KILLER WARRIOR, one of eight (!) Black Samurai novels published by Signet between May 1974 and June 1975, is another top-notch international adventure with plenty of action, sharp pacing, and a terrific villain. The Baron, the former U.S. president who bankrolls the Black Samurai's missions, sends hero Robert Sand to Paris to prevent a deadly plot from destroying New York City. Japanese gangster Gozo Saraga, seeking revenge for the deaths of his family in the Nagasaki bombing, plans to detonate a homemade atomic bomb under the Empire State Building. The main villain is Valbonne, a powerful Frenchman whom Saraga hires to oversee the building of the weapon, which Valbonne does by kidnapping a handful of German scientists and putting them to work.

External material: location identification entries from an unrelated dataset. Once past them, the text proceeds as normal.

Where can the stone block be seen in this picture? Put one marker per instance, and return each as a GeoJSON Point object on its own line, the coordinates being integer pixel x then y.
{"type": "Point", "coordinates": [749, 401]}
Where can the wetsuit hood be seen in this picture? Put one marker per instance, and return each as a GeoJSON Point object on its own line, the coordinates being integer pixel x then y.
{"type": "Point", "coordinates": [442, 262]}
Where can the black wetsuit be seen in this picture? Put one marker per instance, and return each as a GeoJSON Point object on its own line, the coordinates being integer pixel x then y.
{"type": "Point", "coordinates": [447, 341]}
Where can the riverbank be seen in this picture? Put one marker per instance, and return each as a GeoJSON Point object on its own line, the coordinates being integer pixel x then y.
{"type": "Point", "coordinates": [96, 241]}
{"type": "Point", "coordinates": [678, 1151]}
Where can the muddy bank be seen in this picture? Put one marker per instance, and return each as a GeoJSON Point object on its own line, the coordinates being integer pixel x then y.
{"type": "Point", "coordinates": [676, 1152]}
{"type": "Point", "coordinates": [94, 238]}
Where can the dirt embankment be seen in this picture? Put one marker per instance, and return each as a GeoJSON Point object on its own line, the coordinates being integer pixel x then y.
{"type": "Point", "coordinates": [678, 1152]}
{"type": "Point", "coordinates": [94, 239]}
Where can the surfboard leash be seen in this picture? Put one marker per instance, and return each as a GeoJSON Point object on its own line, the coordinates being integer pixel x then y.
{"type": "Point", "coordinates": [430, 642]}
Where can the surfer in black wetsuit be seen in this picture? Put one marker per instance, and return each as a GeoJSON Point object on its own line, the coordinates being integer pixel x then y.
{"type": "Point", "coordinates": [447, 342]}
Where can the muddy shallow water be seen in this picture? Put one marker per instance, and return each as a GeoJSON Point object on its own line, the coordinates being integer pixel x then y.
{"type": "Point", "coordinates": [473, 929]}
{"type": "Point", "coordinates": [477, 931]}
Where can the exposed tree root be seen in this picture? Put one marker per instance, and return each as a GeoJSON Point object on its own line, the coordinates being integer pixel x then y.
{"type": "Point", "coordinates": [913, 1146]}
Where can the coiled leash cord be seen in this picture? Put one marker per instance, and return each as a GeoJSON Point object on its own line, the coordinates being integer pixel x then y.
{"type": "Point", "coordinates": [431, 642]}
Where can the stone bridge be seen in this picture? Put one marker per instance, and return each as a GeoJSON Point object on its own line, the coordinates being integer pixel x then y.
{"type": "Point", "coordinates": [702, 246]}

The best baddie, however, is Mangas Salt, a vicious Apache with a hatred of both the white and the black man. Salt deserted the U.S. Army in Vietnam and went to work as Valbonne's chief assassin. A man who enjoys his work, Salt's trademark torture is to hang someone upside down over a fire until the heat bursts the victim's skull until his brains leak out and extinguish the fire. Huge, mean, and cunning, Salt looks forward to meeting the Black Samurai face to face, after Sand threatens to put the kibosh on Valbonne's plans.
Writer Marc Olden's only misstep is the inclusion of Saraga, who does furnish an excellent motive for revenge—one that can't help but leave the reader at least slightly sympathetic. However, Saraga is also one villain too many, and Valbonne and Salt are so vividly portrayed that Saraga comes across as something of an afterthought.
Olden describes the chopsocky action well with the highlight being Salt's torture of an informer by locking him inside a cage with a pair of nasty baboons!
I have seven of Olden's eight Black Samurai novels (missing only #8—THE KATANA), and am looking forward to the rest of the series.